Question about difference of powers related to FLT

Question

I am wondering about differences of powers and some idea about it. It is related to FLT in that if the idea is correct something good could be done with it. I will give an example for prime $3$ but it could easily work for any odd prime. My question is: is the idea correct?

Let the following equation hold:

$$x^3 - y^3 = 3y^2(x - y) + 3y(x - y)^2 + (x - y)^3 = z^3$$

for some integers $x,y,z$.

We can obtain this by means of the binomial expansion of $((x - y) + y)^3 = x^3$ and subtracting $y^3$ to get $z^3$.

Rewrite the equation as follows(by recursively factoring out $x - y$):

$$(x - y)(3y^2 + (x - y)(3y + (x - y))) = z^3$$

We will prove: $p \mid x - y \implies p^3 \mid x - y$ for any prime other than $3$:

Assume $\gcd(x,y,z) = 1$,

Let $p \ne 3$ be some prime for which $p \mid x - y$,

$\quad\quad p \mid x - y \implies p \mid z \implies p^3 \mid z^3$

So we get:

$\quad\quad (x - y)(3y^2 + (x - y)(3y + (x - y))) \equiv z^3 \equiv 0 \pmod{p^3}$

Suppose now $p^3 \nmid x - y$, then:

$\quad\quad 3y^2 + (x - y)(3y + (x - y)) \equiv 0 \pmod{p}$

And so:

$\quad\quad (x - y)(3y + (x - y)) \equiv -3y^2 \pmod{p}$

$\quad\quad \implies p \mid 3y^2$ which is impossible because of $p \ne 3$ and $\gcd(x,y,z) = 1$.

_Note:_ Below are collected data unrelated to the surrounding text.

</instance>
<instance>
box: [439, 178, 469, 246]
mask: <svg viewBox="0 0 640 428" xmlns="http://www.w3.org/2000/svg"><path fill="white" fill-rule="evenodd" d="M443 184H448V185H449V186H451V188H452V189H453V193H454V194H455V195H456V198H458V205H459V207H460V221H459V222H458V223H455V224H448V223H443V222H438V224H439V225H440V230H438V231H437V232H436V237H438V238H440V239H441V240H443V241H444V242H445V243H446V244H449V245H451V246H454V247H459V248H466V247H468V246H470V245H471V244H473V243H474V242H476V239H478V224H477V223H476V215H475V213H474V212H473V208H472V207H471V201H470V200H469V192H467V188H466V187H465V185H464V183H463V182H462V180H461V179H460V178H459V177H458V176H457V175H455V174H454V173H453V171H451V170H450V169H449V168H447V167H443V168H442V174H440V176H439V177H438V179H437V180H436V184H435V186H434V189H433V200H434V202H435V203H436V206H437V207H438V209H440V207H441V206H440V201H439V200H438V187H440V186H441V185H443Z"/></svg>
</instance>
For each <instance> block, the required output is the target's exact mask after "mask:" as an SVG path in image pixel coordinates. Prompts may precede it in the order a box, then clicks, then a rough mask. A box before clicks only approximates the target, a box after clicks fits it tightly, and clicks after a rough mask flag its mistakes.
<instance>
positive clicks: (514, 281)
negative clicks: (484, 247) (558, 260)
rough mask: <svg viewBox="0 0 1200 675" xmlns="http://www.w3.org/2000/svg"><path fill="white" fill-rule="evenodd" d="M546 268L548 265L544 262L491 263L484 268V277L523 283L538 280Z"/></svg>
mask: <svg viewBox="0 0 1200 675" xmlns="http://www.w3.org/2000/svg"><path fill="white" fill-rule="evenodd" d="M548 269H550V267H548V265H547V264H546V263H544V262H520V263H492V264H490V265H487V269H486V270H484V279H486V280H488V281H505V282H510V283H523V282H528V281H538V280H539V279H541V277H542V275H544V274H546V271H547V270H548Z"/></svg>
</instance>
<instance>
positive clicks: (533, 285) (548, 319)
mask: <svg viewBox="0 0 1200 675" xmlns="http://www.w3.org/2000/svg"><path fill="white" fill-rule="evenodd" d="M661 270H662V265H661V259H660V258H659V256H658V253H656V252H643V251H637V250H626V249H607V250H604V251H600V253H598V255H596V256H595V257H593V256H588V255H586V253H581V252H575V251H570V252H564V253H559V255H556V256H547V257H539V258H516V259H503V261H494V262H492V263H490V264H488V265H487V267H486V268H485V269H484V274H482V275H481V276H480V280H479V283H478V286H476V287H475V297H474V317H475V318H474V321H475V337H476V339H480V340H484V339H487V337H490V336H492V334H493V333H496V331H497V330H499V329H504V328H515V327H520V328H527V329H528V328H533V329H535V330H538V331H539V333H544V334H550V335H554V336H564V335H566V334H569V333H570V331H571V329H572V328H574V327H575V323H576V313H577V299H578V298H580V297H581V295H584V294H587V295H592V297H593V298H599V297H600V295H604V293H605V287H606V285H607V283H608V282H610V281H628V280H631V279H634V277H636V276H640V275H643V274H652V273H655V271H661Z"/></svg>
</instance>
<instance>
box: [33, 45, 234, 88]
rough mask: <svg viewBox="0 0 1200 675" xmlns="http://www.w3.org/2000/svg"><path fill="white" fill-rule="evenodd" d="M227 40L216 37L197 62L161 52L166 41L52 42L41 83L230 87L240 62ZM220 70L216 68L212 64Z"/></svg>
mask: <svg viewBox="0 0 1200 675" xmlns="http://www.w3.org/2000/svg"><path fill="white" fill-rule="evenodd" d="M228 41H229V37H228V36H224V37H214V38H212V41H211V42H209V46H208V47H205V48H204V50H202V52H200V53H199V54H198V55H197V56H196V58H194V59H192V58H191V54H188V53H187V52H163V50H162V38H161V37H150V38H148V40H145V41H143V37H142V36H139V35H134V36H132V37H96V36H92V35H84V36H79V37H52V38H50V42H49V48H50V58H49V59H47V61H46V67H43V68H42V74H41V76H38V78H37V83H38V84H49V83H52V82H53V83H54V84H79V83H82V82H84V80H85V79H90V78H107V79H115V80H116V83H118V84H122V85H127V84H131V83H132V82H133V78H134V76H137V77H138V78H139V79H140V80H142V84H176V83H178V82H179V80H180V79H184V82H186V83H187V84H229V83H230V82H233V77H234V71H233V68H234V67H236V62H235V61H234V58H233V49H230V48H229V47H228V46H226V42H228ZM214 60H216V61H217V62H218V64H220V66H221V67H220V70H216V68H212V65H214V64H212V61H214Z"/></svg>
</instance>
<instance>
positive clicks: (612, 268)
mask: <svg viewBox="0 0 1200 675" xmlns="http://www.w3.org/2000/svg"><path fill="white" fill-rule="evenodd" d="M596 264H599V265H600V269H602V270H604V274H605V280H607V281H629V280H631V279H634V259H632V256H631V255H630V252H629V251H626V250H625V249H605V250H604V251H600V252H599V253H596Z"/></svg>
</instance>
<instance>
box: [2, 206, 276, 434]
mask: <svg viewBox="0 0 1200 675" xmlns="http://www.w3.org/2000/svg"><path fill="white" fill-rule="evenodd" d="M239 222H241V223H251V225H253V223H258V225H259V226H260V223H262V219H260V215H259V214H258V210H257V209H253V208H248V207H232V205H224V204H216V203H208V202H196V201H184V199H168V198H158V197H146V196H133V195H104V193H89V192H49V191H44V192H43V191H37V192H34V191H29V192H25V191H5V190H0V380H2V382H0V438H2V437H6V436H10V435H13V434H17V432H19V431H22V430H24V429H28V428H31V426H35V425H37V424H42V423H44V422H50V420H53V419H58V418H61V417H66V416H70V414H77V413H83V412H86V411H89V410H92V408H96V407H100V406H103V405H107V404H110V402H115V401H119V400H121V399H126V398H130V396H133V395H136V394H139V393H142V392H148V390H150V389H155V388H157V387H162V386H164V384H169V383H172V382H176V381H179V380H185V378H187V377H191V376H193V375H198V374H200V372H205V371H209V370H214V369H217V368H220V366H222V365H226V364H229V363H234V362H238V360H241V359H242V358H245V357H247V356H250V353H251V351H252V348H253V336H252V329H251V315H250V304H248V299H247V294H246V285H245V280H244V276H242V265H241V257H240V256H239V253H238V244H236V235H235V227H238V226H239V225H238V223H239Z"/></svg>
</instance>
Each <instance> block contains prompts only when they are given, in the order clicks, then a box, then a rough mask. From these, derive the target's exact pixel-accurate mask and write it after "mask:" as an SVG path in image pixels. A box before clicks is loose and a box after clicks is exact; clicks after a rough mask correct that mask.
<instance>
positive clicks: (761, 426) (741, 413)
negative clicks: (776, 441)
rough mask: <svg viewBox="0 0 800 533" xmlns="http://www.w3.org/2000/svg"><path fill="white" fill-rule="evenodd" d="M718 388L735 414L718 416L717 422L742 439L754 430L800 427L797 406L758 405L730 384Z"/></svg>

We may conclude that for every prime $p \ne 3$, $p \mid x - y$ we have $p^3 \mid x - y$

The same idea should work for prime-divisors of $x - z$.

Answer 1

Assuming we have $z^3=x^3-y^3=(x-y)(x^2+xy+y^2)$ and then \begin{align} \gcd(x-y,x^2+xy+y^2) &= \gcd(x-y,x^2+xy+y^2)\\ &= \gcd(x-y,2xy+y^2)\\ &= \gcd(x-y,3xy). \end{align} But because you assume also $\gcd(x,y,z)=1$, it follows $\gcd(x-y,x^2+xy+y^2)=\gcd(x-y,3)$.

In other words, $x-y$ and $x^2+xy+y^2$ have no common factor apart from $3$, and so of course, if you find prime $p \mid x-y$, $p\neq 3$ then indeed $p^3 | x-y$.

But that is not new, same applies for generic $n$. If you have $$z^n=x^n-y^n=(x-y)(x^{n-1}+x^{n-2}y+\dots+xy^{n-2}+y^{n-1})$$ then you can show similarly as before (assuming $\gcd(x,y,z)=1$ again) that $$ \gcd(x-y,x^{n-1}+x^{n-2}y+\dots+xy^{n-2}+y^{n-1})=\gcd(x-y,n) $$ and so if there is a prime $p$ such that $p\nmid n$ and $p|x-y$, then it follows $p^n\mid x-y$.

So the idea is correct, question is whether it is of any use, which I do not know.